I am not sure, but I think the problem is that you did not specify an output file:

Code:
Usage: python dexseq_prepare_annotation.py <in.gtf> <out.gff>
Alejandro
areyes is offline   Reply With Quote
Old 04-23-2012, 08:35 AM   #3
greener
Member
 
Location: Seattle, WA

Join Date: Sep 2010
Posts: 17
Default

Thanks areyes, Yes I did try it with an out file. still get the same error
greener is offline   Reply With Quote
Old 04-23-2012, 12:57 PM   #4
areyes
Senior Member
 
Location: Heidelberg

Join Date: Aug 2010
Posts: 165
Default

hmm strange. could you show the first lines of your gtf file?
areyes is offline   Reply With Quote
Old 04-24-2012, 12:30 PM   #5
greener
Member
 
Location: Seattle, WA

Join Date: Sep 2010
Posts: 17
Default

here is one

[greener@kojak bowtie]$ head -n 10 /vol01/genome/mouse/ucsc/annotation/mm9_ucsc_refGene.txt.gtf2.2
chr1 ucsc exon 134212701 134213049 . + 0 gene_id "NM_028778:134212701"; transcript_id "NM_028778:134212701";
chr1 ucsc exon 134221529 134221650 . + 0 gene_id "NM_028778:134212701"; transcript_id "NM_028778:134212701";
chr1 ucsc exon 134224273 134224425 . + 1 gene_id "NM_028778:134212701"; transcript_id "NM_028778:134212701";
chr1 ucsc exon 134224707 134224773 . + 0 gene_id "NM_028778:134212701"; transcript_id "NM_028778:134212701";
chr1 ucsc exon 134226534 134226654 . + 0 gene_id "NM_028778:134212701"; transcript_id "NM_028778:134212701";
chr1 ucsc exon 134227135 134227268 . + 0 gene_id "NM_028778:134212701"; transcript_id "NM_028778:134212701";
chr1 ucsc exon 134227897 134230065 . + 1 gene_id "NM_028778:134212701"; transcript_id "NM_028778:134212701";
chr1 ucsc exon 134212701 134213049 . + 0 gene_id "NM_001195025:134212701"; transcript_id "NM_001195025:134212701";
chr1 ucsc exon 134221529 134221650 . + 0 gene_id "NM_001195025:134212701"; transcript_id "NM_001195025:134212701";
chr1 ucsc exon 134222782 134222806 . + 1 gene_id "NM_001195025:134212701"; transcript_id "NM_001195025:134212701";
greener is offline   Reply With Quote
Old 06-27-2012, 01:59 AM   #6
fadista
Member
 
Location: Malmö

Join Date: Sep 2008
Posts: 37
Default

I got the same error message here. Did you find any solutions?

Thanks.
fadista is offline   Reply With Quote
Old 06-27-2012, 02:13 AM   #7
areyes
Senior Member
 
Location: Heidelberg

Join Date: Aug 2010
Posts: 165
Default

I just noticed we never answer this message, an apology for that.

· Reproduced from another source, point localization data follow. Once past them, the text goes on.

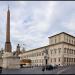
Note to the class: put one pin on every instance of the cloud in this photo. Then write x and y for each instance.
(33, 21)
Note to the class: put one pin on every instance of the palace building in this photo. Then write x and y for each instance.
(60, 51)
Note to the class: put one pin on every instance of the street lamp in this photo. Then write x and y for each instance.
(46, 56)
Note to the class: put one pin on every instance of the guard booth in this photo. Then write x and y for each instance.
(25, 63)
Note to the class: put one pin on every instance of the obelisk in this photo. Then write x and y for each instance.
(9, 60)
(8, 43)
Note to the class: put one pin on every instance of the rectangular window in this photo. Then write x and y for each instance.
(55, 51)
(54, 59)
(59, 59)
(59, 49)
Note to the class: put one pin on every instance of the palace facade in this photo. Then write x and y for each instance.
(60, 51)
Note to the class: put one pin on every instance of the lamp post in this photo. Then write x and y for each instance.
(46, 56)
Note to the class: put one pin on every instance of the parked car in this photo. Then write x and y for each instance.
(55, 66)
(0, 69)
(48, 67)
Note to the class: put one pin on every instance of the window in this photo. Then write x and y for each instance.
(59, 49)
(74, 51)
(64, 50)
(64, 59)
(51, 51)
(74, 42)
(54, 59)
(51, 60)
(55, 51)
(59, 38)
(59, 59)
(74, 59)
(42, 53)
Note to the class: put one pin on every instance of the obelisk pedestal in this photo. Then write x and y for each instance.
(10, 61)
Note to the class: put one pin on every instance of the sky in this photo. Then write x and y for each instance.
(32, 22)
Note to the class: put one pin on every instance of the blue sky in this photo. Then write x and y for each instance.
(32, 22)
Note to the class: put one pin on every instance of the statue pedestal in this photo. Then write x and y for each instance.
(10, 61)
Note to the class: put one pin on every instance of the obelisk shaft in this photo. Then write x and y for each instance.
(8, 43)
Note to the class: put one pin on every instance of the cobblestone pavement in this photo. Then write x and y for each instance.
(38, 70)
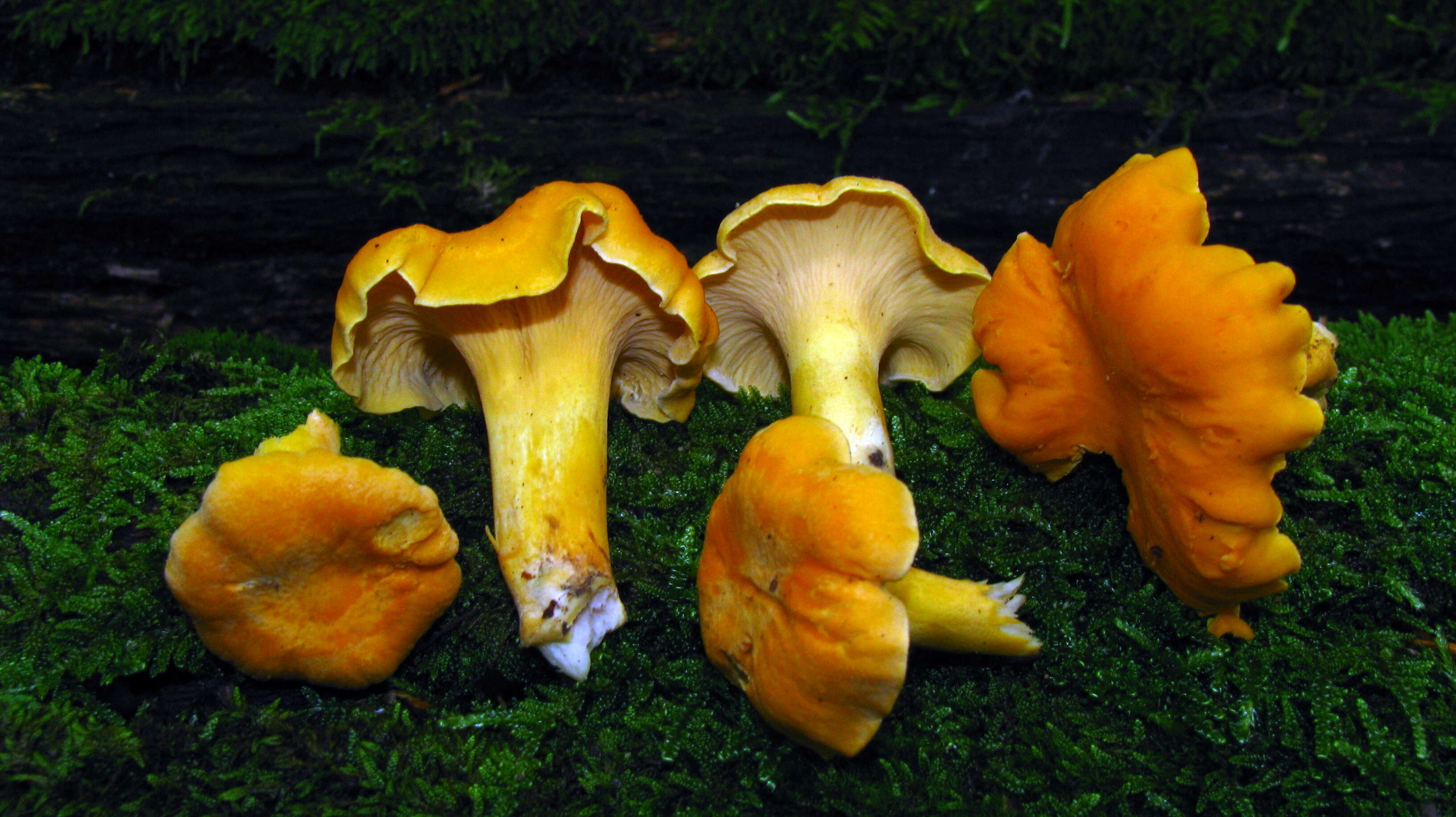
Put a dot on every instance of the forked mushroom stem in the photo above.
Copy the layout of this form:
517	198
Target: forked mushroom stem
835	375
964	616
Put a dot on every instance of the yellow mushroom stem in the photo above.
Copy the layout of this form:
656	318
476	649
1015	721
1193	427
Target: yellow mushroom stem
964	616
835	373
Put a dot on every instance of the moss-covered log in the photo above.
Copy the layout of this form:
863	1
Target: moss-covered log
134	209
1340	706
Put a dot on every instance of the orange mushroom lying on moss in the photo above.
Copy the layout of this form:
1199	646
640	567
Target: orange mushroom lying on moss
1181	360
306	564
544	317
807	596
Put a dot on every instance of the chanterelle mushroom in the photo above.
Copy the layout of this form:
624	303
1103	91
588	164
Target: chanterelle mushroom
306	564
1181	360
542	317
807	596
836	289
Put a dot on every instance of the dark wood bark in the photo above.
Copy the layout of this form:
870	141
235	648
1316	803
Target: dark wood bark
133	212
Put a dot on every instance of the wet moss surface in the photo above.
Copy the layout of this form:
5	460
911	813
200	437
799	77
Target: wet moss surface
110	704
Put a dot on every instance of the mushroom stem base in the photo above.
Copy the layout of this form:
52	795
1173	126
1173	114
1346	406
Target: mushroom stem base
964	616
602	615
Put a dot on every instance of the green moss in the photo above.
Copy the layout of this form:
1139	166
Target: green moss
108	704
912	49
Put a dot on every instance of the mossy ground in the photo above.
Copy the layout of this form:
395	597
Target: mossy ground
110	704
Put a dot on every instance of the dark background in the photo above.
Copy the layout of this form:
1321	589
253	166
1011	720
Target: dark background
140	203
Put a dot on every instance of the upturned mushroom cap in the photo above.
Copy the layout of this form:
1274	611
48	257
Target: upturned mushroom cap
791	585
306	564
835	289
542	318
1181	360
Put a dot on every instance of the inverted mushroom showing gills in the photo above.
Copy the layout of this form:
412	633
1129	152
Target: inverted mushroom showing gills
542	317
807	596
1129	335
306	564
835	289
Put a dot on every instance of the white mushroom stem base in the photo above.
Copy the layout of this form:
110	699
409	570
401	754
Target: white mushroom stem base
602	615
964	616
546	420
835	373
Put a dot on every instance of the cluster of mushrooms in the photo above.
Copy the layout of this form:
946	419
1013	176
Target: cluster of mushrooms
1127	335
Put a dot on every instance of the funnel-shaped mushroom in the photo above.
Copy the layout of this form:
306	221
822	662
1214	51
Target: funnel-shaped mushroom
306	564
1181	360
836	289
542	317
807	596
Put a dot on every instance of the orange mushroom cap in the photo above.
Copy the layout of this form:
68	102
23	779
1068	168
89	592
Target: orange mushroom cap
807	598
833	290
1181	360
542	317
306	564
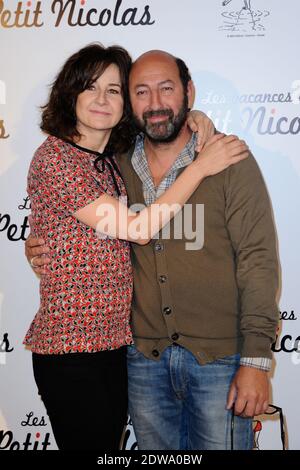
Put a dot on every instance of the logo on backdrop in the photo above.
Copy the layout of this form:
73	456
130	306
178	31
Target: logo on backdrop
33	440
14	232
29	14
241	18
3	134
287	343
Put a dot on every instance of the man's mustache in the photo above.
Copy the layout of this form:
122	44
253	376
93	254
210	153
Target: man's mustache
158	112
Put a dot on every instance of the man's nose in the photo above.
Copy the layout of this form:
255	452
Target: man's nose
155	100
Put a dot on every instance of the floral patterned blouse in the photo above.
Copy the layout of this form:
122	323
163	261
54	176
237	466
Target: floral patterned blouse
86	296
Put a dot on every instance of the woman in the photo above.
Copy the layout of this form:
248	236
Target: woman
79	335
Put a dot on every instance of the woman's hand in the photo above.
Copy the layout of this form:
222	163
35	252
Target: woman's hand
200	123
220	152
36	252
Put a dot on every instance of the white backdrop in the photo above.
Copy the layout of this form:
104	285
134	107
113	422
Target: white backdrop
246	69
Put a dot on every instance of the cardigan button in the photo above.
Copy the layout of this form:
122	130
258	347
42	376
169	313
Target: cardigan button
159	247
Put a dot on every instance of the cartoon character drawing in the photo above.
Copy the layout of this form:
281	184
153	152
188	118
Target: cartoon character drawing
238	20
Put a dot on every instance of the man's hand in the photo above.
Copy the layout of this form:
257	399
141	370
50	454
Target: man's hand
249	392
36	248
200	123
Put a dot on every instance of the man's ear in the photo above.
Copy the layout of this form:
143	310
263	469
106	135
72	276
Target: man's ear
191	93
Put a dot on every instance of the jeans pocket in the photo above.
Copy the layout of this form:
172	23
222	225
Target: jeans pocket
132	352
232	360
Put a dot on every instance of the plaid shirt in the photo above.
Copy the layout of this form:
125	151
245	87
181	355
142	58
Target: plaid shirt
151	193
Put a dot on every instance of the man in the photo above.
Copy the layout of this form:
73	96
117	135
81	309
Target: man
203	320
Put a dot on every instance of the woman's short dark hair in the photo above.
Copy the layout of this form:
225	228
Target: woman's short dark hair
76	75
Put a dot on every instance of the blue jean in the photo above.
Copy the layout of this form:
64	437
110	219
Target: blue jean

Could you try to update python (to at least 2.5 ) and HTSeq to the most recent?
I was unable to reproduce the error, I think this might solve it. Let me know if not.

Alejandro
areyes is offline   Reply With Quote
Old 08-06-2012, 07:27 AM   #8
senkewiczs
Junior Member
 
Location: Poland

Join Date: Jul 2012
Posts: 5
Default

Hi areyes,

I'm also getting an error message when trying to use the dexseq_prepare_annotation.py. I'm trying to use it on the gtf file for drosophila from http://useast.ensembl.org/info/data/ftp/index.html.

$python dexseq_prepare_annotation.py Drosophila_melanogaster.BDGP5.67.gtf Drosophila_melanogaster.BDGP5.67.gff

The error message I receive is:
Traceback (most recent call last):
File "dexseq_prepare_annotation.py", line 89, in <module>
assert l[i].iv.end <= l[i+1].iv.start, str(l[i+1]) + " starts too early"
AssertionError: <GenomicFeature: exonic_part 'FBgn0261841+FBgn0261840+FBgn0261837+FBgn0261843+FBgn0261845+FBgn0261844+FBgn0261838+FBgn0261839+FBgn0002781+FBgn0261842' at 3R: 17178958 -> 17178091 (strand '-')> starts too early

We've used dexseq_prepare_annotation.py on gtf files from other species and it has always worked great. Seems strange since the pasilla package in R uses drosophila as the example dataset.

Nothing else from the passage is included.